There was a time when almost all the stalwarts of a rightist political party of countrywide fame with pronounced religious leanings, would frequent the United States for ‘higher aims’. Now, however, these people seem to have changed ‘for the better’ after getting ‘better (off)’.
This hypocrisy factor is not at all accepted as a diplomatic finesse anywhere in the world capitals. It is rather taken for an uncouth way of dealing with a country on whose technology, education and diplomacy, we have been depending a lot as an active constituent of an inter-dependent world.
The American officials visiting Pakistan and meeting people from different walks over here have been expressly voicing their astonishment (some even expressed concern) over these double standards. The other day, Peter Lavoy, one of the prominent figures of American National Security system was on a visit to Pakistan. Once I had the opportunity to interact for quite some time with Lavoy when he was heading the US Naval Postgraduate School (US NPS). The occasion was Strategic Dialogue between the US NPS and National Defence University (NDU) of Pakistan. I too was invited to participate. Lot of informal and formal, on the record and off the record discussions took place. The crux of all these discussions throughout, was US-bashing by Pakistanis including those Pakistanis who had been benefitting directly from travel to US or by way of interaction with American institutions, businesses and people.

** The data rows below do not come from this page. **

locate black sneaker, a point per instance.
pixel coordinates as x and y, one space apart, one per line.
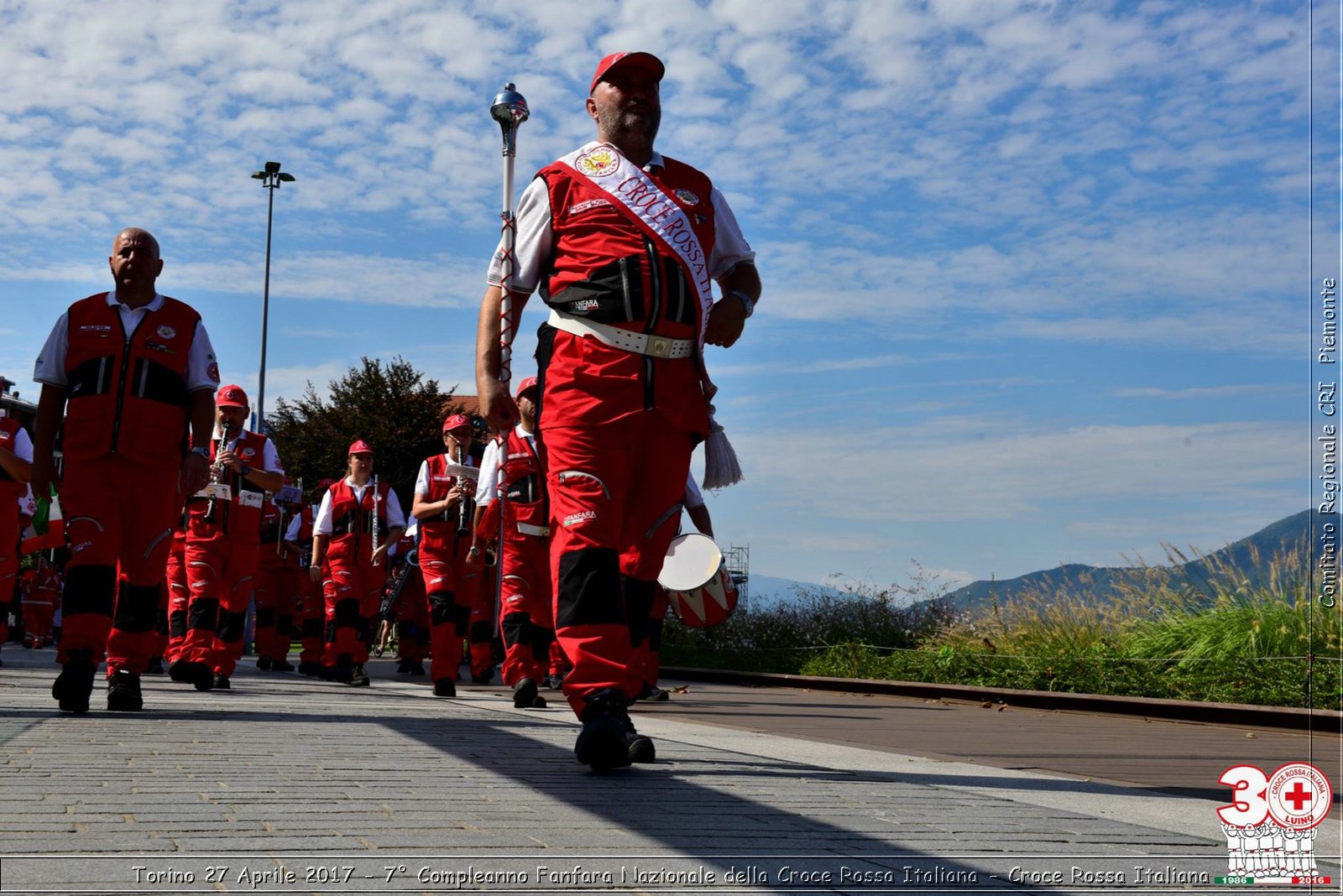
201 675
640 745
525 695
74 685
602 742
124 692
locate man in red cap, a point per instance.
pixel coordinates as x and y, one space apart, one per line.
353 528
223 542
443 508
624 246
311 611
274 596
524 555
133 373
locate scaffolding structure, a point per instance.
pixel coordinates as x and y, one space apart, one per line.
738 558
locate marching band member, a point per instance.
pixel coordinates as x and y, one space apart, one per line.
15 472
524 555
624 244
273 596
353 515
132 372
442 508
223 544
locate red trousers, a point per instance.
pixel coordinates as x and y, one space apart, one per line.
179 596
525 613
118 514
311 617
221 569
273 602
411 615
453 595
353 591
614 494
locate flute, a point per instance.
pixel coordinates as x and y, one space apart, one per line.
463 510
374 558
217 470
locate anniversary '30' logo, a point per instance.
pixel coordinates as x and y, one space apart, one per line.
1272 822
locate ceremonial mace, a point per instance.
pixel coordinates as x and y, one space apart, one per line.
510 110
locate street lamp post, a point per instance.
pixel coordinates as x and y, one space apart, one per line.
270 177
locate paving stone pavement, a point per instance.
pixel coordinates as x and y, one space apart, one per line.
289 785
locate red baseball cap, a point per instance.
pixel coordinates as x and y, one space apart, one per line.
645 60
230 398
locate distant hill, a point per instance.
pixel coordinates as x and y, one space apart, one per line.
1101 582
766 591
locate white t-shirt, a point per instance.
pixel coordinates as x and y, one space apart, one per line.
422 477
322 522
488 484
535 237
201 371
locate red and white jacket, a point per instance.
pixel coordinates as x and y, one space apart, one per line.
124 398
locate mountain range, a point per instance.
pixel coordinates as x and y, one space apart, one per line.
1251 558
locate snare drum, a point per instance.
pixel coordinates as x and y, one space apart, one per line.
698 581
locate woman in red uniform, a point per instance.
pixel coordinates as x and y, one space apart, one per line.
349 518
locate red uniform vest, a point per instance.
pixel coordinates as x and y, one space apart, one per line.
10 488
128 398
234 517
353 524
525 503
438 534
608 270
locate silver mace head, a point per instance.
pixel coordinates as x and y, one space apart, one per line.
510 110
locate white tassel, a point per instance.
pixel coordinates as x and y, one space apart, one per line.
722 467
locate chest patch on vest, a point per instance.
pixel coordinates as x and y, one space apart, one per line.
598 163
588 206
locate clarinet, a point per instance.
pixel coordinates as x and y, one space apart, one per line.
217 470
465 504
375 528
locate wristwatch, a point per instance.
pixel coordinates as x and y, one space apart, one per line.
745 300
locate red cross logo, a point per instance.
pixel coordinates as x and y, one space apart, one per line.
1298 795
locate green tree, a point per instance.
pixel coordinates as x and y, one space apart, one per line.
394 408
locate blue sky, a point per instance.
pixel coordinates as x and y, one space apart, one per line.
1036 280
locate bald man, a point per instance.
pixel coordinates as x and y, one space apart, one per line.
127 378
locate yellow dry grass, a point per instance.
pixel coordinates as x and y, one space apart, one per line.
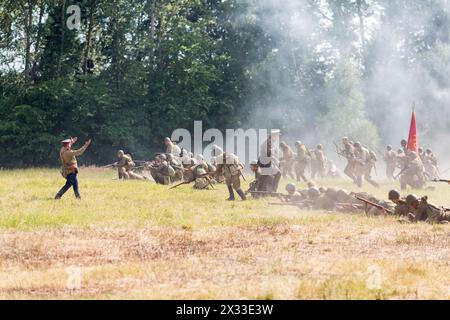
137 240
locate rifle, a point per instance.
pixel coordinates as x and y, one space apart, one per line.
192 180
109 166
282 196
350 206
339 152
180 184
441 180
301 204
401 172
373 204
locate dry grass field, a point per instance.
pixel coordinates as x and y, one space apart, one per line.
137 240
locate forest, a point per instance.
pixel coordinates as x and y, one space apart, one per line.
135 70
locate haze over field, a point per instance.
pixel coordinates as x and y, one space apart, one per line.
316 69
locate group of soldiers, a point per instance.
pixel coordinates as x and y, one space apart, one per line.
408 209
177 166
415 168
294 163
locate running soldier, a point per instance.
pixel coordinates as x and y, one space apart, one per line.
318 164
423 211
390 158
229 166
365 165
302 161
69 168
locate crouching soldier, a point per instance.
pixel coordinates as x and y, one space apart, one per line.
423 211
69 168
125 165
161 170
229 166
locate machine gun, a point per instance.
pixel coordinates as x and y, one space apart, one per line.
301 204
441 180
279 195
373 204
401 172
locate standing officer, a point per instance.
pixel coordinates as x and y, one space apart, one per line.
69 168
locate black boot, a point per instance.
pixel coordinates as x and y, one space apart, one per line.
241 194
61 193
230 190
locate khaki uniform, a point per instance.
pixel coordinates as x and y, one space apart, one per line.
162 173
173 149
124 169
287 162
318 164
364 167
401 209
429 213
413 176
69 160
390 158
349 154
430 166
230 167
302 161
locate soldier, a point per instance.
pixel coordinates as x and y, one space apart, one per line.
333 171
293 194
404 145
349 153
390 158
124 167
423 211
421 154
302 161
365 164
413 172
201 177
430 164
318 164
177 165
172 147
269 160
69 168
287 160
401 207
229 166
161 170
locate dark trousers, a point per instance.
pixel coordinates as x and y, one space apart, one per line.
71 181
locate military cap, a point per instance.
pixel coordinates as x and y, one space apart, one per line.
290 188
410 199
393 195
313 193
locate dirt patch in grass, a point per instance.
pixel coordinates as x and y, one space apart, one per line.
325 261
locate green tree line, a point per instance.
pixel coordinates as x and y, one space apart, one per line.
138 69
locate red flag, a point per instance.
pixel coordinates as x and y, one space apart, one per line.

Even earlier, when an American philanthropist, Terry Wald, visited one of the renowned hospitals of Pakistan to take along with him to the US, children afflicted with serious burns, he asked me the same question: “Why the people of Pakistan hate the people of America who want to help Pakistanis out of their different crises including the one for which I’m here in Pakistan along with globally famous American doctor, Dr. Geoff Williams”.
I wish I were an uncivilized person. Had it been so, I could have concocted a number of sour replies and hurled on the tender-hearted philanthropist and free-treatment-rendering American doctor. But I was left speechless on these double standards of ours which are painting a wrong image of our society in this world of peaceful co-existence even worse than the image of being a terrorism-infested country.
Of course, there is no reason to create bad blood and rifts between the people of any two countries in general and between the people of the US and Pakistan in particular. People are usually at variance from the governments including the highly democratic governments. If the establishment or government of any country has jingoistic designs against any state including Pakistan, there are different mechanisms available to deal with such situations through our Foreign Office, emissaries, global forums and international media. But there is no sense in maintaining a hypocritical posture that is doing no harm to anyone other than to ourselves.
=====================================
As the last line indicates, this hypocritical stance described by the author only harms Pakistan, not anybody else. And yet we persist in doing so, constantly. Why?